Visions, Reason, Knowledge and Spiritual sight

“Immature persons without moral imagination like to look upon the instincts of their underdeveloped natures as the full content of humanity, and to reject all moral ideas which they have not produced, I order that they have not produced, in order that they may ‘live themselves our’ without restriction. But it is obvious that what holds good for a fully developed human being does not apply to one who is only half-developed. One who still has to be brought by education to the point where his moral nature breaks through the shell of his lower passions, cannot lay claim to what applies to a man who is mature. …
“The fully mature man gives himself his value. … He acts in accordance with his ethical intuition, and in the attainment of what he wants he feels the true enjoyment of life.” ~Rudolf Steiner

When we talk about maturity here, we are concerned more with spiritual maturity than with the physical, but there is some overlap. Clearly, a person who is mentally immature is not going to seek spiritual development, but a person can be physically and mentally mature without being spiritual at all. Even a person with a half dozen college degrees may be spiritually immature, and not even be aware of it. The really sad thing is that many of our institutions, including great universities and governments, place little value on spiritual maturity. Oh, yes they do lip service to religion, but only insofar as those religions stick with teaching ethical behavior in the world of materialism. They shun any church or spiritual school that teaches actual spiritual development.

So both the materially immature and the materially mature need to work on becoming spiritually mature, and it is arguable which group has the greater difficulty.

The materially immature person may be more easily convinced to join a spiritual school and engage is spiritual awakening and growth techniques taught only to members of such schools, but he may have difficulties in the material world that will pull him away from such studies regularly, and eventually cause him to quit. But don’t confuse immature with uneducated. Some people may lack a formal education, yet be quite mature on the physical and mental level.
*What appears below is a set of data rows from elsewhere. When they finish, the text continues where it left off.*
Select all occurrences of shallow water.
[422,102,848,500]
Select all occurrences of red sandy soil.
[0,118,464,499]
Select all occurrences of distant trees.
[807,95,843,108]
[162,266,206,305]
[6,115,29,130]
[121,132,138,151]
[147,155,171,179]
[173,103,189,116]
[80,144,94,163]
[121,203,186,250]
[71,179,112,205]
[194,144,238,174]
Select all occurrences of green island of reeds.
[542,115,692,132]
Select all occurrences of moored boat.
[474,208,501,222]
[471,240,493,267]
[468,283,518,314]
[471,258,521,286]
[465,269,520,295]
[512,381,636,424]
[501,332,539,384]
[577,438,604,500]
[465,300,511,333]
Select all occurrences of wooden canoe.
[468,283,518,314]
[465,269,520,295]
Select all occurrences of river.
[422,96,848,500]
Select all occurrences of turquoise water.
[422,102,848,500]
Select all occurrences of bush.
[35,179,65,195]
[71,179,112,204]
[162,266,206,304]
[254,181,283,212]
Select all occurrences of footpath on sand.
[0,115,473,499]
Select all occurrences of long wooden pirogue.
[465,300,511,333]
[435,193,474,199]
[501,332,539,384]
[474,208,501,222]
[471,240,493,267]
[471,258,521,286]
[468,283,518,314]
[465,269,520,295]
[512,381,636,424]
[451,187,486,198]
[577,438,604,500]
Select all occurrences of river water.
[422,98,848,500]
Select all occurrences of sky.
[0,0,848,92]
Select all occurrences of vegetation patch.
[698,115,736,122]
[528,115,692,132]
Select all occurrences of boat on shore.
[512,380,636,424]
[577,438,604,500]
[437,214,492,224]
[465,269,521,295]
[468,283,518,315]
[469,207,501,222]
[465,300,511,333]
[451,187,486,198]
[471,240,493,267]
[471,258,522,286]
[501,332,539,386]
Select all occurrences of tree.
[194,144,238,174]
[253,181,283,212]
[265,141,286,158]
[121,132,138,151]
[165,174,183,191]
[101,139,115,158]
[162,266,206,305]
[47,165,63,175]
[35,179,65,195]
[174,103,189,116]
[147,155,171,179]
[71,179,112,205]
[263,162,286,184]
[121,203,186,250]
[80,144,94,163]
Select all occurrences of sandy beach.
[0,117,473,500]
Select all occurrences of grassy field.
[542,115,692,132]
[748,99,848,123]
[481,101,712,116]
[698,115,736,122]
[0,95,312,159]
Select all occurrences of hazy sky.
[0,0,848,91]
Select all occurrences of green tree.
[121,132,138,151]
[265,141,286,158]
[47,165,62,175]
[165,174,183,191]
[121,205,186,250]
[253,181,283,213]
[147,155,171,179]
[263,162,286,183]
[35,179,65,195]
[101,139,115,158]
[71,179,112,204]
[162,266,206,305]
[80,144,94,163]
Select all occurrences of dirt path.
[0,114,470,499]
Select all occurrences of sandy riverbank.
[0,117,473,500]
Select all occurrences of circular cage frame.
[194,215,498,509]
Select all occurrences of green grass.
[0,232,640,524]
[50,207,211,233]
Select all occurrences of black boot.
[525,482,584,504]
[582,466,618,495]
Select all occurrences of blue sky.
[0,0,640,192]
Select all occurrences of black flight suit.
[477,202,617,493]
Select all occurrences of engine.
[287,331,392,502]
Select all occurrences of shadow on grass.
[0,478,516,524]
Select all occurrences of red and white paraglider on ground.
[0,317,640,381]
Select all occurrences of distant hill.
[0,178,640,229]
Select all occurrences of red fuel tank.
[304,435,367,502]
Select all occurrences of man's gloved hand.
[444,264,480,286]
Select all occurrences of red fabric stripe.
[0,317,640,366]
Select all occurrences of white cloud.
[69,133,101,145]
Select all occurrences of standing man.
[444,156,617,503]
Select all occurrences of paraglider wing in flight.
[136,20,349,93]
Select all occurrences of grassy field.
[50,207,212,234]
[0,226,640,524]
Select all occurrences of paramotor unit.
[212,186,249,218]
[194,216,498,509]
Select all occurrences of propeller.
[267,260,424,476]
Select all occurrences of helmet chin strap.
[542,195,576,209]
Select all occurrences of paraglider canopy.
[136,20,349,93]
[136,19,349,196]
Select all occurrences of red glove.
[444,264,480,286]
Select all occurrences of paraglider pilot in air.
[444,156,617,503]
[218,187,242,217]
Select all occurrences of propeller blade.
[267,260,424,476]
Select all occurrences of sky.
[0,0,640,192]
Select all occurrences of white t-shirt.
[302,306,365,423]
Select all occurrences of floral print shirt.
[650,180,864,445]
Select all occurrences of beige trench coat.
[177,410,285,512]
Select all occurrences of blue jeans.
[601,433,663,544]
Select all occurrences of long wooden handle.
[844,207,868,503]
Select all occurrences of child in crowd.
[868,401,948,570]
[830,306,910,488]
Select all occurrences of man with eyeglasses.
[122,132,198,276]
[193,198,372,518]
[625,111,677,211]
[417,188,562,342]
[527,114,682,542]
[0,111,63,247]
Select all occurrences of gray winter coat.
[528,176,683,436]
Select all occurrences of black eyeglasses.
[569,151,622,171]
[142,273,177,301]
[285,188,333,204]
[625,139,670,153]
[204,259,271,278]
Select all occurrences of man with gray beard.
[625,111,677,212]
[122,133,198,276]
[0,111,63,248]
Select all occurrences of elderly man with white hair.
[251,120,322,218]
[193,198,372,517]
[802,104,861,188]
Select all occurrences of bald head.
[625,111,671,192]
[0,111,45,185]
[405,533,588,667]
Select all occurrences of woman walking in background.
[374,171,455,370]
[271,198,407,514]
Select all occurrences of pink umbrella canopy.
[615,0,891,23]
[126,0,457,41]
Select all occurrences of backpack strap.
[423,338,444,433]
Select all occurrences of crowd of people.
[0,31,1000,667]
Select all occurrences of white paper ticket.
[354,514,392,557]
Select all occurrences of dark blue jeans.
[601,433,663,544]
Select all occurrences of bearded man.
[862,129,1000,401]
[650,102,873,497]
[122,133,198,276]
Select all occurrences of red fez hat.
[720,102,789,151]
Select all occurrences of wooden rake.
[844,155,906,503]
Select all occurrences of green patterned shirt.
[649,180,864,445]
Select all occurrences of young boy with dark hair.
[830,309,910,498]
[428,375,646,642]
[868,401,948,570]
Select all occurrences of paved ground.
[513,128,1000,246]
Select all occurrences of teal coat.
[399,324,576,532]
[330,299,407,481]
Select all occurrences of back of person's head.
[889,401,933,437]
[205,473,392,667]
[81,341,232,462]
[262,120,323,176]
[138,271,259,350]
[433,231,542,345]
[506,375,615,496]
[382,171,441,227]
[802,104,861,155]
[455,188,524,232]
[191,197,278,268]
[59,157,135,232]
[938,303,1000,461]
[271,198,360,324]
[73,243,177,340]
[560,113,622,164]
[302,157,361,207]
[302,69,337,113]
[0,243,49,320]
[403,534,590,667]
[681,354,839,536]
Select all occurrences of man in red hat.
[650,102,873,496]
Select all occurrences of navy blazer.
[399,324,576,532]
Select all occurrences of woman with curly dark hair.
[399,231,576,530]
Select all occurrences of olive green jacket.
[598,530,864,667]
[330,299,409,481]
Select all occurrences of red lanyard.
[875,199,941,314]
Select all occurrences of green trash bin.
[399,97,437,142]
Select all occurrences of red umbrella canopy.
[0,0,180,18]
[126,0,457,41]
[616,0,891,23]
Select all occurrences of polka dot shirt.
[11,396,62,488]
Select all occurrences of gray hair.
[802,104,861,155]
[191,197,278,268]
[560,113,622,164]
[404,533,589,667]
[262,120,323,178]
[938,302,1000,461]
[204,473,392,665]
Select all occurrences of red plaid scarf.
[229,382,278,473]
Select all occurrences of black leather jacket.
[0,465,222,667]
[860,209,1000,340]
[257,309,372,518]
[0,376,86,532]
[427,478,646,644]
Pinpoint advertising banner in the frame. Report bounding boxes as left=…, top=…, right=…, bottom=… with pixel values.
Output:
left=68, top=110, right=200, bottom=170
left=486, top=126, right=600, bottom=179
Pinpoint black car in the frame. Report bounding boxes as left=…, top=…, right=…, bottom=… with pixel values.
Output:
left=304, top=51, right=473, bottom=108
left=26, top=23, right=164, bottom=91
For such a person who does pursue a spiritual awakening, the rewards can be great and relatively quick since he has little to change. He can more readily accept truth when his brain hasn’t been stuffed with lies and illusions. And awakening those spiritual faculties can actually aid these people in maturing on the mental level as well.

The materially mature person can also get great rewards from developing his spiritual side, but it is usually much harder to convince him to do so. When you are well educated, have a good paying job, have plenty of material things to play with, you are not very likely to be seeing something else. But many people who have such success find it unsatisfying. The usual response is to seek even more of the same: more money, more travel, more homes, more things of every possible kind. And when that fails, even more. Only a few ever realize that they will not be satisfied by this forever seeking more and more material wealth because deep down their soul craves something else. Those few may seek out, or be contacted by, a spiritual school that can meet those needs. These seekers may have great difficulty at first because it is so different from what they have learned in the world of materialism. Those who stick it out are greatly rewarded, though. And these people, because of their knowledge of the world of matter, and their contacts in it, can make good teachers and recruiters for spiritual schools.

So whether we are mentally mature or immature, it is a benefit to all to become spiritually mature and develop those spiritual faculties that lie dormant in most of us.